OE support for a new residency program-what would it cost for a turnkey setup and support?

Alabama Residency

Company to set up and provide ongoing support

New residency will need turnkey setup and ongoing form and other support

I’m looking for ballpark estimates and recommendations.
Typically, Residencies have 6 residents x 3 years plus about 6 medical staff teachers, plus 5-10x that number of other staff. So 6 FTE providers, 12 providers users to start, plus 100 staff.

The comparison I’m looking at is EPIC, which I gather would cost about $500k the first year, and 300k annually after that. (Or am I way off on that estimate?)

(Asking for a friend.)

Hope you are doing well.

I can assist you with your requirement.

Please connect me through Skype via cis.garry or drop me a mail at garry@cisinlabs.com


I’m not the one making the decision.
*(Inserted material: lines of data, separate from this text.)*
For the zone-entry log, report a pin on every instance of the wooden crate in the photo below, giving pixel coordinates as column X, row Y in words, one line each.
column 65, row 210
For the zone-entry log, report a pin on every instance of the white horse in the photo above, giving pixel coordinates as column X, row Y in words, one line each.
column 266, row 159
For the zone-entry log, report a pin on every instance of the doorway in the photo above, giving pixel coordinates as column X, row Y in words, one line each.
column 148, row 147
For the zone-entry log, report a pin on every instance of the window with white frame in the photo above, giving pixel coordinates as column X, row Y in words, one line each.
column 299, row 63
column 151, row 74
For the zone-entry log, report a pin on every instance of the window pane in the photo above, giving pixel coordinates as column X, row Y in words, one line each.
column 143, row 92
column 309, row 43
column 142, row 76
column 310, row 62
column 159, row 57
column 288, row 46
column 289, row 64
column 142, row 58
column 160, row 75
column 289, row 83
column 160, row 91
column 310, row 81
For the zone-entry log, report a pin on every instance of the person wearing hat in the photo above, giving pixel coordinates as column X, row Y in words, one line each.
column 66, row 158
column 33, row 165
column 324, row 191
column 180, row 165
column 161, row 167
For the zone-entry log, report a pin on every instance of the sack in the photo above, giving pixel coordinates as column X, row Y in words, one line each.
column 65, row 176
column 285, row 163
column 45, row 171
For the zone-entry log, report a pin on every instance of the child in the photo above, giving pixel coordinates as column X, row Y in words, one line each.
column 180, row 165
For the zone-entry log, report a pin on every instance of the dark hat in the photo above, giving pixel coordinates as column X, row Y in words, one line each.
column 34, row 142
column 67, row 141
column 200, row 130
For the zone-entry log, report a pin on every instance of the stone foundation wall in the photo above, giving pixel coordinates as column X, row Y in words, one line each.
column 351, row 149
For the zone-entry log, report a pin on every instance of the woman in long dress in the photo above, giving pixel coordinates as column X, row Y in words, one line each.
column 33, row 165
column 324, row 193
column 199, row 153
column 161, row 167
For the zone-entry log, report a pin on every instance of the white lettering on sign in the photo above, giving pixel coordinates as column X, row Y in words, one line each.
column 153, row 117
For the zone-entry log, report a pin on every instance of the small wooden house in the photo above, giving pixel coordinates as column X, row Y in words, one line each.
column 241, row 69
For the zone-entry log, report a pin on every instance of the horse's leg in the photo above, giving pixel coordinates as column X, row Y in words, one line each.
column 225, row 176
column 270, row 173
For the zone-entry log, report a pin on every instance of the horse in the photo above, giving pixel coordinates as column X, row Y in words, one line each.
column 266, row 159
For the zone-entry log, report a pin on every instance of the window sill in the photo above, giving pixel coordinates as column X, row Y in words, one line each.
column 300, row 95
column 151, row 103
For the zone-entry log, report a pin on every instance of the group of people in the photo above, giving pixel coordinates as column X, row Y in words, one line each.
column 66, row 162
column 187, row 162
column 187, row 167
If you want to email me with Ballpark estimates and recommendations, I’ll pass them on.
I think it would be useful to have an article in the WIKI about this subject.

The issue with build out costs is that each case is unique, making even ballpark estimates difficult because of deployment-specific requirements, it’s tough to make a catch all wiki page for that.
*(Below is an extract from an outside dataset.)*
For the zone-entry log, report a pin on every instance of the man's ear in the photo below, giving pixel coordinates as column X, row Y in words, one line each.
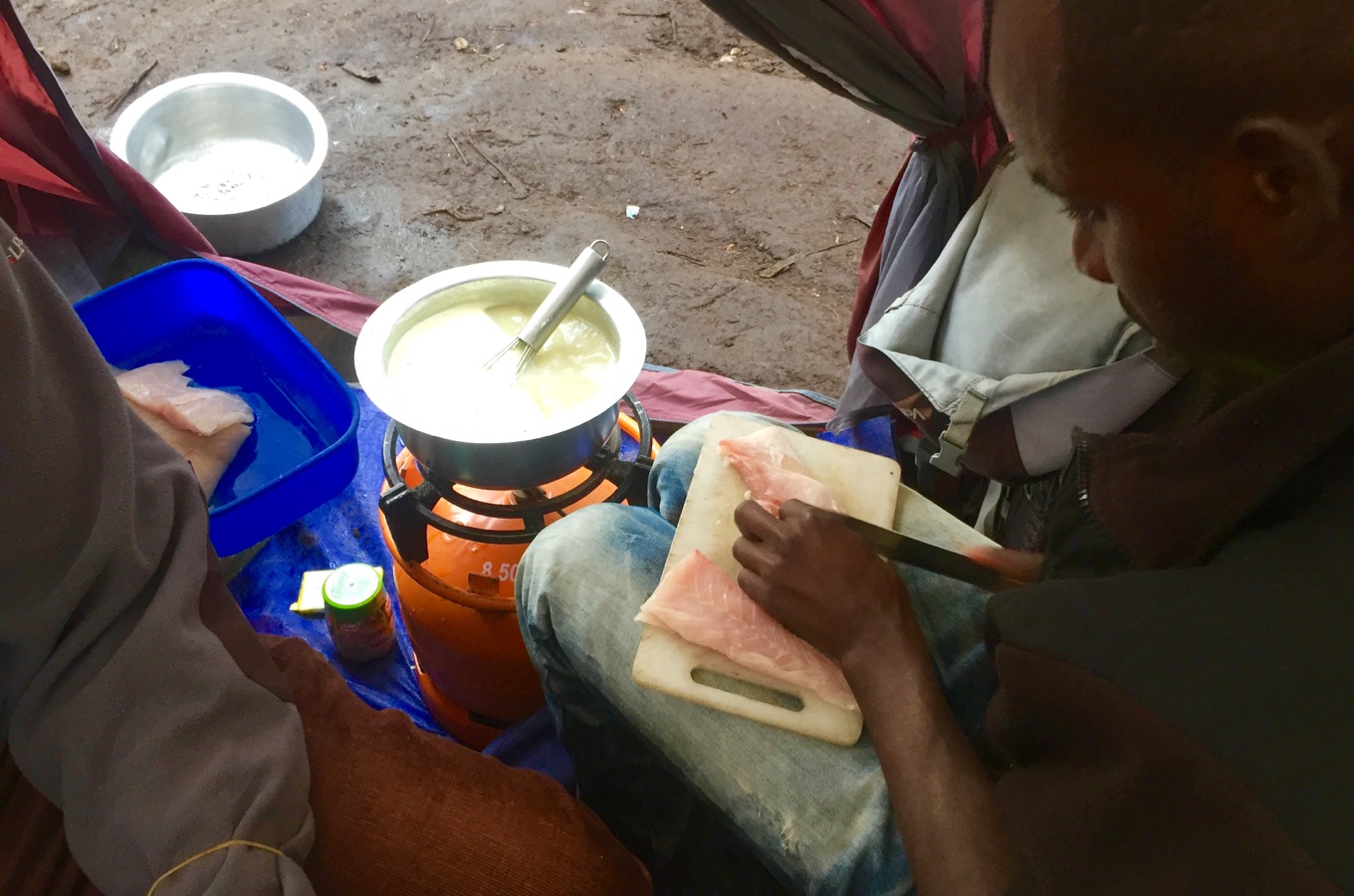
column 1294, row 177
For better results, consider also appending to the request the number of daily (or annual) encounters, the type of services provided (Outpatient, inpatient, ED, etc), billing/insurance policies (do you accept medicare/medicaid, 3rd party insurance, self-pay? Those types of things).

Other considerations include what custom forms will need to be developed to match your workflow and how many of those can be accomplished withe the built in LBF Editor versus advanced development. That question is not specifc to OpenEMR, new forms will likely have to be built regardless of the final EMR solution.

I have a ball park figure that you can work with. If you choose to take on OpenEMR and a full time developer that will bend to the program to your will and let’s say you paid the programmer for 30 hrs or labor per month at $95/hr. In a years time you will have paid the developer alone $34,200. Hosting OpenEMR anywhere would cost you under $500/yr. So, in the first year you can spend $34,700. Now you can add more hours per month for the developer and figure out your costs to design and develop OpenEMR to the dream system you want it to be.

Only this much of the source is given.